The High Court has ruled against four claimants who brought a claim against the DWP for failing to give them the same £20 uplift that was given to universal credit (UC) claimants during the pandemic.
Between March 2020 and October 2021, the standard allowance element of UC was increased by £20 a week to support claimants during the pandemic.
However, claimants of legacy benefits, such as ESA and JSA were not given a similar increase.
The four legacy benefits claimants argued that the failure to give them the same uplift was discriminatory.
The High Court accepted that there were a greater proportion of disabled people on legacy benefits and that disabled claimants on legacy benefits were in the same position as disabled claimants on UC.

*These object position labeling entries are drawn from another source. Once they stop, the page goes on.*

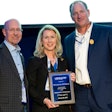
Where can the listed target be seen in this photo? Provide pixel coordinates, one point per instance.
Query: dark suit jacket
(99, 62)
(37, 75)
(10, 83)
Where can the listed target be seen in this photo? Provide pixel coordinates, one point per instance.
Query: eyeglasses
(12, 30)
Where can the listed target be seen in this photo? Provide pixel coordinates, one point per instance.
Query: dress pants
(85, 100)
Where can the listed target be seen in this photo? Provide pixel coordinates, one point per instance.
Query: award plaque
(61, 88)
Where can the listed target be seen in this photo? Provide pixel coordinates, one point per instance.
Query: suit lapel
(9, 59)
(93, 40)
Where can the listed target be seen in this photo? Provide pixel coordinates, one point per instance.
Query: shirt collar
(11, 47)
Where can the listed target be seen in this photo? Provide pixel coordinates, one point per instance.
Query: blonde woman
(47, 57)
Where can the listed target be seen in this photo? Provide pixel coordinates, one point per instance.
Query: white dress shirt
(15, 52)
(81, 56)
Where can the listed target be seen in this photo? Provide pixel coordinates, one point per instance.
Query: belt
(85, 85)
(24, 107)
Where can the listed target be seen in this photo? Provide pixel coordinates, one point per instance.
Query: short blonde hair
(39, 49)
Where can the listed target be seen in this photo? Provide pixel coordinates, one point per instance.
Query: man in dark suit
(13, 82)
(88, 50)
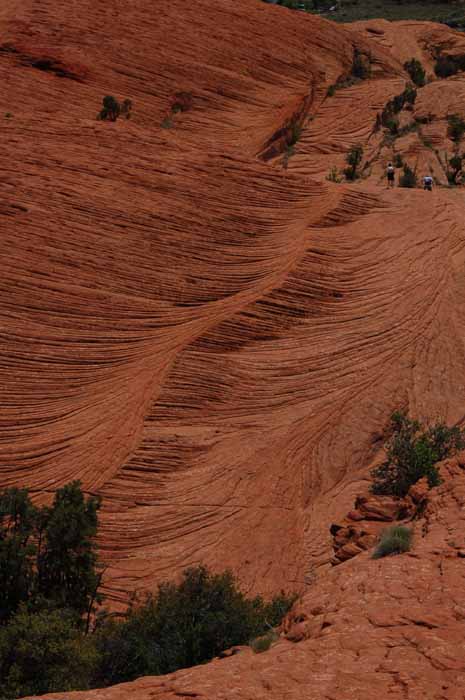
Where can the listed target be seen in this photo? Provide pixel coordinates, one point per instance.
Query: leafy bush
(456, 127)
(416, 72)
(361, 67)
(48, 554)
(353, 160)
(333, 175)
(184, 625)
(445, 66)
(44, 652)
(412, 453)
(454, 167)
(408, 177)
(261, 644)
(394, 540)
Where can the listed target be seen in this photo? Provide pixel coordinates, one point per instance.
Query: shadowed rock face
(211, 341)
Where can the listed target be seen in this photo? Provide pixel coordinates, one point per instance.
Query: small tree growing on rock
(415, 71)
(394, 540)
(412, 453)
(353, 160)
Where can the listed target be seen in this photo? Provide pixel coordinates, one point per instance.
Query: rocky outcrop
(391, 627)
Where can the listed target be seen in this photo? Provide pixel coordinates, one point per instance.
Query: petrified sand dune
(211, 341)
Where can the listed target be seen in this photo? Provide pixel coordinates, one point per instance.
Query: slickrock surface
(212, 336)
(369, 629)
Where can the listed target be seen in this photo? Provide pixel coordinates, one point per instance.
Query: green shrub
(333, 175)
(353, 160)
(412, 453)
(454, 167)
(361, 67)
(416, 72)
(408, 177)
(261, 644)
(184, 625)
(445, 66)
(44, 652)
(48, 555)
(394, 540)
(456, 127)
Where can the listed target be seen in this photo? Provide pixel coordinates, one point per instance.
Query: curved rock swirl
(208, 341)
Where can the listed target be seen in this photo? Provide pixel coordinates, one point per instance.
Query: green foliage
(44, 652)
(67, 558)
(334, 176)
(361, 67)
(48, 555)
(112, 109)
(445, 66)
(261, 644)
(454, 167)
(184, 625)
(353, 159)
(412, 453)
(18, 519)
(394, 540)
(456, 127)
(408, 177)
(416, 72)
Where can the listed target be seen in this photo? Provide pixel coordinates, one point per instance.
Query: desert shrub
(454, 167)
(408, 177)
(394, 540)
(416, 72)
(184, 625)
(456, 127)
(183, 102)
(333, 175)
(361, 67)
(126, 108)
(445, 66)
(48, 555)
(263, 643)
(412, 453)
(111, 109)
(44, 652)
(353, 159)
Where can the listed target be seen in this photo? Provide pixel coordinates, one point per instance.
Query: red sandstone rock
(210, 341)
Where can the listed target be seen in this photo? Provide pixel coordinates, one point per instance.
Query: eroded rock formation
(214, 342)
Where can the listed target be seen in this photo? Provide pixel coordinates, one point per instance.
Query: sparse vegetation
(408, 177)
(112, 109)
(183, 625)
(353, 160)
(51, 638)
(334, 175)
(416, 72)
(394, 540)
(456, 127)
(263, 643)
(361, 66)
(454, 168)
(412, 453)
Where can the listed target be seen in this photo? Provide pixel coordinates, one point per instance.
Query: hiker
(428, 183)
(390, 174)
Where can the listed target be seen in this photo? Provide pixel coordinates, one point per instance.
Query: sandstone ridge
(211, 335)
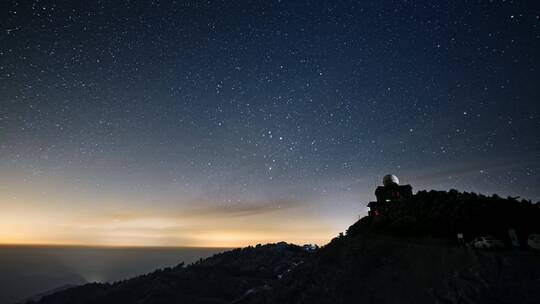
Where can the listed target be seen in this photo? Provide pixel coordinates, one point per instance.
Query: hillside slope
(217, 279)
(409, 254)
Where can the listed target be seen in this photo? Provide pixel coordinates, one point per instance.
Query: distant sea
(26, 271)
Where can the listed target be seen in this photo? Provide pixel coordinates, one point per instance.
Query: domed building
(391, 191)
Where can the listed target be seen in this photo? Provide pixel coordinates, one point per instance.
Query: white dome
(390, 179)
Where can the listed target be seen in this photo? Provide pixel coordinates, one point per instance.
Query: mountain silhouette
(408, 254)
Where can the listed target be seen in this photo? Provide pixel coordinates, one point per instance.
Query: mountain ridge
(409, 254)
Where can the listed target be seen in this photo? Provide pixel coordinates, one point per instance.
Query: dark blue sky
(252, 103)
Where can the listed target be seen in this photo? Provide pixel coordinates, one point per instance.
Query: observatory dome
(390, 179)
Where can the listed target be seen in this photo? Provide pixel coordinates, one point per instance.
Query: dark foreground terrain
(410, 254)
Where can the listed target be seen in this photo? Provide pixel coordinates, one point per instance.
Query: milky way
(242, 108)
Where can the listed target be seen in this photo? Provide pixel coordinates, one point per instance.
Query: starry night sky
(236, 122)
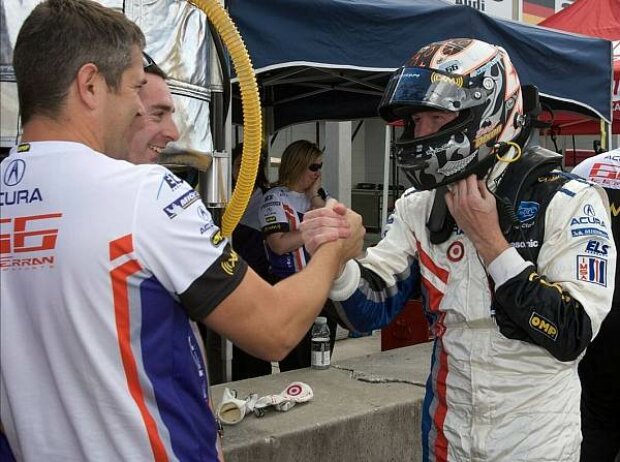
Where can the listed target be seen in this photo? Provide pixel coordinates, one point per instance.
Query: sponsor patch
(14, 172)
(456, 80)
(23, 196)
(203, 214)
(172, 181)
(229, 265)
(489, 136)
(217, 238)
(598, 248)
(540, 324)
(181, 203)
(579, 232)
(527, 210)
(456, 251)
(592, 269)
(530, 244)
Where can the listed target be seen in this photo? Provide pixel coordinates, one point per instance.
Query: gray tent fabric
(330, 59)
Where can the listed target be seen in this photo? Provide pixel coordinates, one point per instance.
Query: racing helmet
(462, 75)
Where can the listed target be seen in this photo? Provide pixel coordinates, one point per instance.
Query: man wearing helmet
(516, 260)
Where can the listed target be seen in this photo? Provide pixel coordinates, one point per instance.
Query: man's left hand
(473, 207)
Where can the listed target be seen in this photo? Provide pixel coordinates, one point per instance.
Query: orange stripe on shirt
(120, 290)
(297, 253)
(439, 418)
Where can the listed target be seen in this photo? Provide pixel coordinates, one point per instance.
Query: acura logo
(14, 172)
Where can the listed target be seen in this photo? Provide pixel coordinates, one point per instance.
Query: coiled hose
(252, 121)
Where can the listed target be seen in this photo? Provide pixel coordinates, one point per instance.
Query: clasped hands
(474, 209)
(334, 222)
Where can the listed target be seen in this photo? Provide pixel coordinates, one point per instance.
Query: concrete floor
(346, 347)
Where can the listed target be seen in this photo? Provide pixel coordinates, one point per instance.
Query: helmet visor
(411, 89)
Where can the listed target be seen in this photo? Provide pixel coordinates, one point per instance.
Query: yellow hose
(251, 112)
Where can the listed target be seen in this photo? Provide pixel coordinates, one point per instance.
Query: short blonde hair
(295, 161)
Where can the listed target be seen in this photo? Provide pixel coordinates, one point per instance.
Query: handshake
(333, 225)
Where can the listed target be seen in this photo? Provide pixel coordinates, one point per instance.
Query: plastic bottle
(321, 354)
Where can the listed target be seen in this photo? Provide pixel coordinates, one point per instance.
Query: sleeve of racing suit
(372, 291)
(561, 303)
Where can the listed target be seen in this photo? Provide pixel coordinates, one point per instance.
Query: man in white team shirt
(598, 370)
(104, 263)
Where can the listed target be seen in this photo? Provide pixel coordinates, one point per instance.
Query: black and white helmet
(462, 75)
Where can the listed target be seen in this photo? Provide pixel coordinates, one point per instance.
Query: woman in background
(247, 240)
(298, 190)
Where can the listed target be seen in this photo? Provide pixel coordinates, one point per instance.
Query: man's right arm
(268, 321)
(373, 290)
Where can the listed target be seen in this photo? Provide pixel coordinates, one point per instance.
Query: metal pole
(386, 176)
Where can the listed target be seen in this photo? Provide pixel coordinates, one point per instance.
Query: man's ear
(89, 82)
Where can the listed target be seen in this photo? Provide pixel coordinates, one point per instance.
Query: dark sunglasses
(147, 61)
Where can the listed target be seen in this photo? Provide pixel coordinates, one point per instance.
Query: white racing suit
(503, 384)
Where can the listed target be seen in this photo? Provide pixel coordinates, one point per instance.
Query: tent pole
(386, 177)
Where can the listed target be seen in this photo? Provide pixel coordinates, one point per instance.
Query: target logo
(456, 251)
(294, 390)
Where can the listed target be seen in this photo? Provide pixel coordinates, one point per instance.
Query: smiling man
(151, 131)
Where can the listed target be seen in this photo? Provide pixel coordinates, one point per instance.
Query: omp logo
(14, 172)
(181, 203)
(229, 265)
(489, 136)
(544, 326)
(457, 80)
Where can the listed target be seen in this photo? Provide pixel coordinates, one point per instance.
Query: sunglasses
(147, 61)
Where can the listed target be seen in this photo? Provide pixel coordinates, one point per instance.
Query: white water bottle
(321, 354)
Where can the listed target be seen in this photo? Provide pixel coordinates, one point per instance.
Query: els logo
(597, 248)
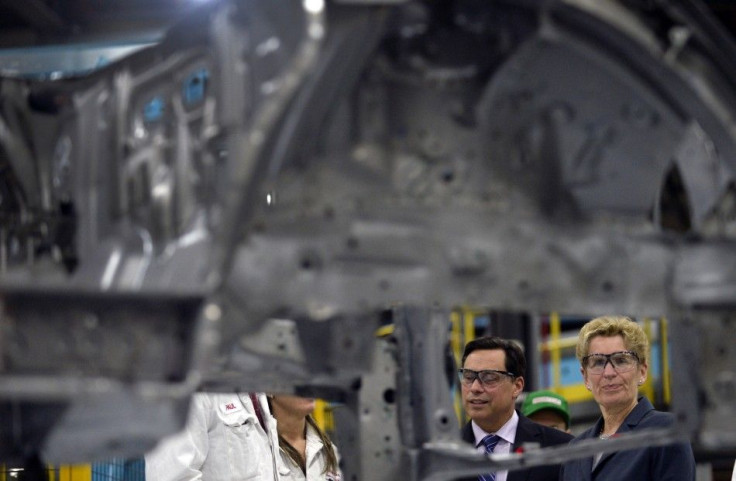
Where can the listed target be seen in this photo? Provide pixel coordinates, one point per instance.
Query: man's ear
(518, 386)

However, the judge held that the difference in treatment was justified because the DWP said it was done with the intention of providing additional support to people who had lost their jobs as a result of the pandemic and were forced to claim UC for the first time.
The judge accepted this in spite of the fact that all UC claimant, not just those who had recently lost their jobs, were given the uplift.
The judge also refused to be swayed by evidence that claimants who have recently lost their jobs tend to have higher rates of savings and were better able to meet the additional costs of the pandemic.
The judge also accepted that claimants of legacy benefits have a very low level of income and must have experienced additional hardships due to the pandemic, but did not consider that this was relevant to the decision.
The claimants legal team is considering whether there are grounds for an appeal.